3M6. Suppose you want to estimate the Earth’s proportion of water very precisely. Specifically, you want the 99% percentile interval of the posterior distribution of p to be only 0.05 wide. This means the distance between the upper and lower bound of the interval should be 0.05. How many times will you have to toss the globe to do this?
# We can setup a function to compute the PI interval using the p value of 0.7 (actual percentage of water)

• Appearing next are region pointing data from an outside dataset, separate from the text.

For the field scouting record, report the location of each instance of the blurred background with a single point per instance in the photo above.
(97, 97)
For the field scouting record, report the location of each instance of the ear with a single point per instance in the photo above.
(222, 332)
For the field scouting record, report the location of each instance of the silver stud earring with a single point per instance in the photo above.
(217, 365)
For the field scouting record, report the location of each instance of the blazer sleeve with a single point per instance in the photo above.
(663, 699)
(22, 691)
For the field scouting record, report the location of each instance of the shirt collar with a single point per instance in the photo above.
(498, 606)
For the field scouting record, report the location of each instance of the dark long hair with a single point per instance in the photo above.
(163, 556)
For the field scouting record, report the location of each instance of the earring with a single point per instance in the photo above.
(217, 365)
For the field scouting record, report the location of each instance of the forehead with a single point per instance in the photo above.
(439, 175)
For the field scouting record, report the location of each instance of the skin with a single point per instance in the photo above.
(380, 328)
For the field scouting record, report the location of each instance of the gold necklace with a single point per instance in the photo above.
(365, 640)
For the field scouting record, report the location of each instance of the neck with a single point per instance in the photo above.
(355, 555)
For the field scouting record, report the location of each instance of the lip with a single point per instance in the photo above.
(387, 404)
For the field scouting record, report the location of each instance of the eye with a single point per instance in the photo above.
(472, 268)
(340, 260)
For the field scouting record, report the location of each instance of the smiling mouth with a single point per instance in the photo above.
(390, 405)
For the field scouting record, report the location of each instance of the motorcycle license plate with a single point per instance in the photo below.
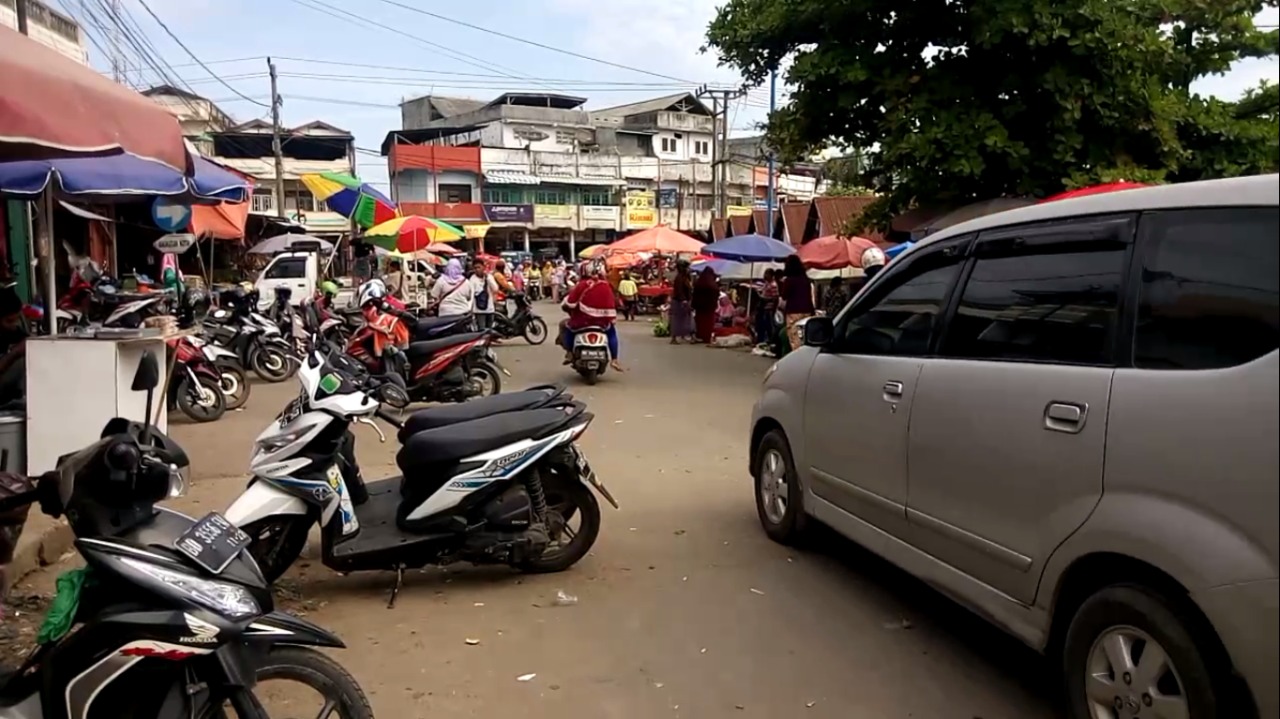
(211, 543)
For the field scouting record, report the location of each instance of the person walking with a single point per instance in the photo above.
(485, 294)
(795, 298)
(680, 314)
(705, 305)
(630, 294)
(452, 293)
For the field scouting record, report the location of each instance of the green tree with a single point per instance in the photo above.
(961, 100)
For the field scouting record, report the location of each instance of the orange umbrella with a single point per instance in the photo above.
(658, 239)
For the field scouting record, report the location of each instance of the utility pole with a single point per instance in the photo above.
(275, 142)
(773, 181)
(720, 156)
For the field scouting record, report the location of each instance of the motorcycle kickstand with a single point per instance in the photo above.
(400, 580)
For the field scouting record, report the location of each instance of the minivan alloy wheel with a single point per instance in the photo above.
(773, 486)
(1130, 676)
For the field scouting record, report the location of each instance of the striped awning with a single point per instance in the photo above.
(510, 177)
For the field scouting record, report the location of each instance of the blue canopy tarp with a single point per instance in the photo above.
(749, 248)
(120, 177)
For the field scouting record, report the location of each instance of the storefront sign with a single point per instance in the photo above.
(508, 213)
(640, 210)
(174, 243)
(553, 213)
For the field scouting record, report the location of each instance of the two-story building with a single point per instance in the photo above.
(48, 27)
(312, 147)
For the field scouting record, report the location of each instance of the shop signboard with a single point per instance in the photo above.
(640, 210)
(174, 243)
(508, 213)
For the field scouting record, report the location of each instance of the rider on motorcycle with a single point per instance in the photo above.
(590, 305)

compute_width <- function(N) {
p <- 0.7
p_grid <- seq( from=0 , to=1 , length.out=1000 )
simulate_samples <- rbinom( 1, size = N, prob = p)
prior <- rep(1, 1000)
likelihood <- dbinom( simulate_samples , size=N , prob=p_grid )
posterior <- likelihood * prior
posterior <- posterior / sum(posterior)
samples <- sample( p_grid, prob=posterior , size=10000, replace=TRUE )
interval = PI(samples, 0.99)
width = interval[2] - interval[1]
return (width)
}
# Now we try different numbver of toss
N <- 100
compute_width(N)
## 100%
## 0.2302352
N <- 500
compute_width(N)
## 100%
## 0.1021021
N <- 1000
compute_width(N)
## 100%
## 0.07407407
N <- 1500
compute_width(N)
## 100%
## 0.06006006
N <- 2000
compute_width(N)
## 100%
## 0.05205205
N <- 2100
compute_width(N)
## 100%
## 0.05305305
N <- 2200
compute_width(N)
## 100%
## 0.05105105
N <- 2300
compute_width(N)
## 100%
## 0.04904905
# So we can conclude that it can take 2300 toss to get the interval to be 0.05.